A stochastic hierarchical optimization and revenue allocation approach for multi-regional integrated energy systems based on cooperative games

Abstract

The interconnection of multiple regional integrated energy systems (RIES) can effectively enhance the low-carbon and flexible operation capabilities of RIES, but the uncertainty and multi-energy interaction of the system pose challenges to the stable operation of RIES. Therefore, a stochastic hierarchical optimization and revenue allocation approach is proposed to optimize the operational strategy of multi-RIES with multi-operator participation, multi-energy interactions, and multiple uncertainties. Firstly, agent-based modeling, Latin hypercube sampling and simultaneous backward reduction based on the Wasserstein metric are proposed to capture the power-side and load-side uncertainties. Secondly, based on the Nash bargaining game and the alternating direction method of multipliers algorithm, multi-RIES peer-to-peer transactions of electricity, thermal, and natural gas are optimized through energy cooperation and scheduling strategies.
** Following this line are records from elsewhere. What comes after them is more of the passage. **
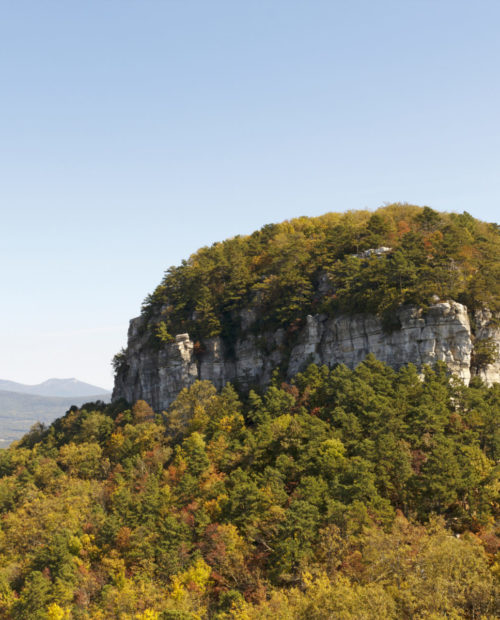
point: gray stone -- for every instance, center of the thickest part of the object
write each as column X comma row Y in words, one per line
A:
column 442, row 333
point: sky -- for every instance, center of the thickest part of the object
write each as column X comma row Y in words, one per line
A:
column 134, row 132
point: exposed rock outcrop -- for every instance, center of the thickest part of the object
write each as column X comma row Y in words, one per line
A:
column 442, row 333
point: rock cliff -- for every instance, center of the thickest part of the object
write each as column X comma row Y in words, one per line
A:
column 442, row 333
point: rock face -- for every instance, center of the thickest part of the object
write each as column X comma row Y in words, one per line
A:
column 442, row 333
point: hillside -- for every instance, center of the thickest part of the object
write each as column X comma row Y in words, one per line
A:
column 367, row 493
column 405, row 283
column 305, row 426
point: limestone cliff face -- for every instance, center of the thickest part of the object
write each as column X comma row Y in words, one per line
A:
column 442, row 333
Subsequently, a Nash-Harsanyi bargaining game revenue allocation method that considers both fairness and renewable energy accommodation is proposed to ensure the stable operation of the alliance. Finally, simulations are conducted on a multi-RIES in northern China, demonstrating that the proposed model and approach can achieve inter-grid flexible resource complementarity, improve RIES economics, increase local renewable energy accommodation rate, and reduce carbon emissions.